New soybean options to boost pricing power, risk control
The Dalian Commodity Exchange (DCE) on Monday started the trading of three types of soybean and soybean oil options, a major step in China’s intensifying efforts to ensure food supply and bolster its pricing power and risk control capabilities in a volatile global market.
With the approval of the China Securities Regulatory Commission, soybean 1, soybean 2 and soybean oil options were listed on the DCE on Monday. The three options include a total of 840 trading contracts, among which 160 were listed for soybean 1 options, 408 were listed for soybean 2 options and 272 were for soybean oil options.
These options cover China’s entire soybean industry. Soybean 1 refers to domestic soybeans and soybean 2 refers to imported soybeans.

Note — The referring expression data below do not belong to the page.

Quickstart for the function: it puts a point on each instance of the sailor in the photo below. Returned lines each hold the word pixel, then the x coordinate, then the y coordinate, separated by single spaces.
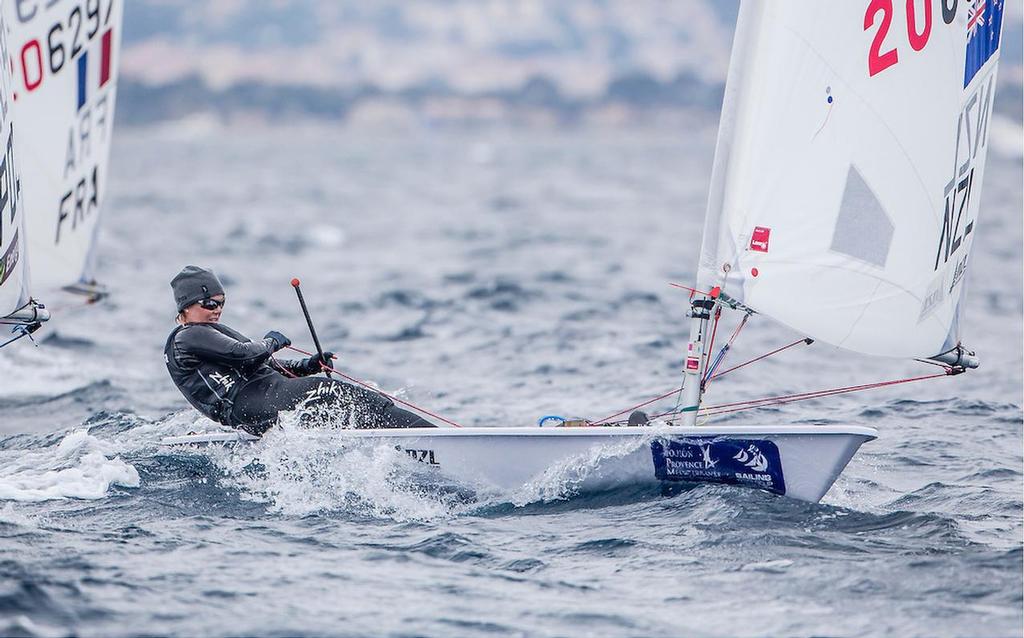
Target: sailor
pixel 238 382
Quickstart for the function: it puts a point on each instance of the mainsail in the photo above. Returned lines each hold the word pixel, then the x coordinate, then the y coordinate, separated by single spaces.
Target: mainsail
pixel 847 178
pixel 65 66
pixel 15 305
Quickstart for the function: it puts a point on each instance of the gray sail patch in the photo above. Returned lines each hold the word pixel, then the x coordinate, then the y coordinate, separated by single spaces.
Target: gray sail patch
pixel 863 230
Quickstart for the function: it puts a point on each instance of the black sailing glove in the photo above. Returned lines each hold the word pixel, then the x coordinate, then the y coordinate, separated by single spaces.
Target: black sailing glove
pixel 311 365
pixel 280 340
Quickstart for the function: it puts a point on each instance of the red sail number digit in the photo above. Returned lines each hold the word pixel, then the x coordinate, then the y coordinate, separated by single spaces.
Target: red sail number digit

These two categories constitute the raw materials for the nation’s soybean industry, media reported.
Adding to previously listed soybean-related options, the new options on Monday offer the industry a set of complete, sophisticated pricing and risk management tools, experts said.

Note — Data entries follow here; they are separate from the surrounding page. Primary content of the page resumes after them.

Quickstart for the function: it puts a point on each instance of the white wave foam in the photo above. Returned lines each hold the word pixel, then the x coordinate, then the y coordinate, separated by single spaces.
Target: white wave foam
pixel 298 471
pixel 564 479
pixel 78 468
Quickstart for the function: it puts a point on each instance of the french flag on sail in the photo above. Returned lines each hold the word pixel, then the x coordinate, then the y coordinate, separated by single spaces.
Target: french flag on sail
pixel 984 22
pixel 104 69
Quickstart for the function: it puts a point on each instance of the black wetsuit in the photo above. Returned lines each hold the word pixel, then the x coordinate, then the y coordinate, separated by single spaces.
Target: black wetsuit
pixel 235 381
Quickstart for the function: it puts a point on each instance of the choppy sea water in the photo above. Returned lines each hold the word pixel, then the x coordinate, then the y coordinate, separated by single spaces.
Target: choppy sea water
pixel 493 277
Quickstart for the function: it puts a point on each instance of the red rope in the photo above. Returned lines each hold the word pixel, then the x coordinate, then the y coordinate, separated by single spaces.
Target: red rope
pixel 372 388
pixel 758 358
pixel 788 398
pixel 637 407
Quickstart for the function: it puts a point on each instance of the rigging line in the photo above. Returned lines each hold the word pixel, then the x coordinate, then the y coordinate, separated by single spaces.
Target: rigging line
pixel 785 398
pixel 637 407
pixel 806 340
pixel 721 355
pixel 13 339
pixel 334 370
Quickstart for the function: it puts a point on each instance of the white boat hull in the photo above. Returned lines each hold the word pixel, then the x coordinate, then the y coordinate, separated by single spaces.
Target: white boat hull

“The soybean sector is highly marketized, with multiple sources of domestic and foreign risks,” said Li Guoxiang, a research fellow at the Rural Development Institute under the Chinese Academy of Social Sciences, told the Global Times.

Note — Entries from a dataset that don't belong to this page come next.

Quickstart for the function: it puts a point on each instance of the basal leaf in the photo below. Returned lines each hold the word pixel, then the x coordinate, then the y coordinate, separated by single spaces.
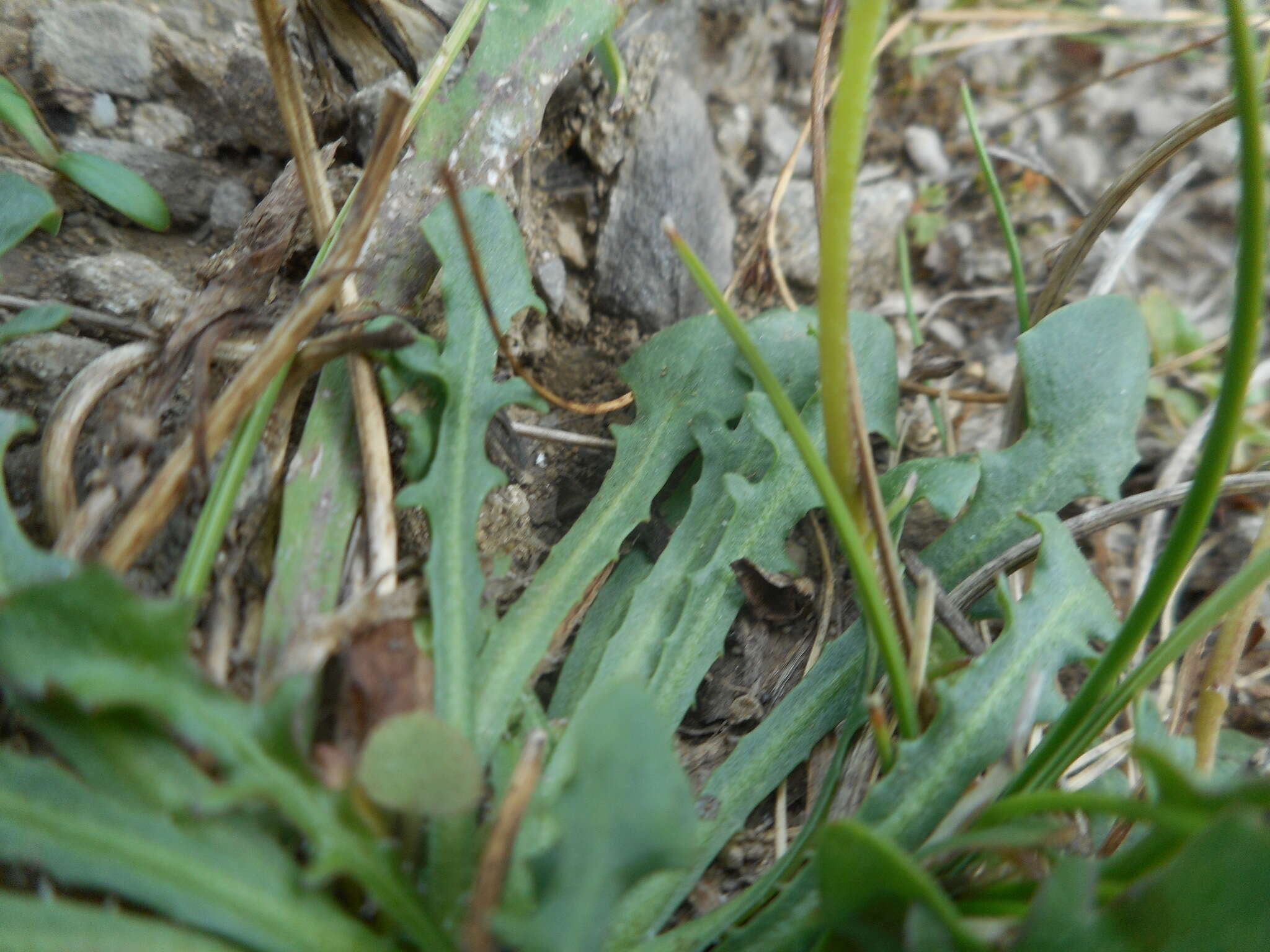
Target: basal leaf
pixel 1048 627
pixel 121 188
pixel 23 208
pixel 20 563
pixel 868 884
pixel 603 619
pixel 682 374
pixel 121 753
pixel 625 813
pixel 104 648
pixel 461 475
pixel 229 879
pixel 40 924
pixel 1085 371
pixel 1085 379
pixel 33 320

“With controllable risks, market players could better perform their own functions to ensure market stability,” Li said on Monday.
“A more sound and mature commodity market could guide production, imports and exports, as well as help adjust supply-demand relations,” Li said on Monday.
Such a market is also very significant to China’s grain security, given that the country relies heavily on imported soybeans and stable prices are crucial to ensure supply, according to Li.
Imported soybeans have accounted for over 80 percent of China’s total consumption in the past 10 years, according to media reports.